Required Skills: The skills for this role could include a mix of Linguistic Proficiency (a solid foundation in linguistics, with an understanding of how language varies across regions, cultures, and contexts), Data Management (experience working with large datasets, along with knowledge of tagging, filtering, and curating content), and a bit of a “tester’s eye,” meaning Attention to Detail for selecting data that will shape the AI’s linguistic capabilities.
AI Localization Quality Specialist
While the previous role focused on input quality, the AI Localization Quality Specialist would focus on the output. In a way, this role could look similar to that of a traditional tester. They would focus on assessing and refining AI-generated content. Instead of reviewing human translations alone, they’d apply quality frameworks to AI outputs, ensuring that machine translations align with brand voice, tone, and cultural flavors. They’d also develop and apply specific metrics to evaluate AI effectiveness, allowing us to measure quality across various parameters.

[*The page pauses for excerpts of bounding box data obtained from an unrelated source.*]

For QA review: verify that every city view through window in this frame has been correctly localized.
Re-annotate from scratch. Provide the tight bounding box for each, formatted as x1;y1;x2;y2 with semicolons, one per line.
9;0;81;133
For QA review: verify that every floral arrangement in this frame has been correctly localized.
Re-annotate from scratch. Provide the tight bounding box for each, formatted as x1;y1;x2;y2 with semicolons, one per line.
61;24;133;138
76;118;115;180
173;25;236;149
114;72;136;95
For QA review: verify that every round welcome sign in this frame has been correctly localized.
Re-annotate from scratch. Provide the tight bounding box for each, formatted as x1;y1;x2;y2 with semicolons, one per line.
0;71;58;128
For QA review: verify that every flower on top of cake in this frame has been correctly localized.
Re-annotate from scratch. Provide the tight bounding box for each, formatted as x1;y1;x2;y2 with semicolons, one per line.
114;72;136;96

Required Skills: Skills here would resemble today’s QA skill set but tailored to the specifics of AI. A strong background in localization QA processes, metrics, and tools will remain essential. I think this will be as important tomorrow as it is today. Technical Literacy is also crucial, as understanding AI/LLM functionalities and limitations will be necessary to communicate with technical teams and suggest model improvements. And finally, analytical skills, which I believe are always valuable! The ability to systematically evaluate translation quality and document issues, patterns, and areas for AI enhancement will be as vital tomorrow in more traditional software testing fields.
In Conclusion
As humans, we tend to have a complex relationship with technological advances. Our “lizard brain” focuses on the jobs that might disappear, but the reality is that new professions emerge, and that’s how it has been so far. I want to believe that curious people with a “kaizen” mindset will always find ways to apply their skills to new and emerging roles. So, I hope this holds true with the AI shake-up and that we’ll adapt to what’s coming rather than feel like “Localization dinosaurs” watching the AI meteor hurtling toward us, ready to wipe us out… oh, how dramatic those last lines turned out to be! 😊
In this blog post, I imagine three roles that could become as popular as the Social Media Manager did: AI Workflow Localization Manager, Localization Data Curator and AI Localization Quality Specialist
These roles blend human expertise with AI, pointing to a future where localization jobs look very different from today.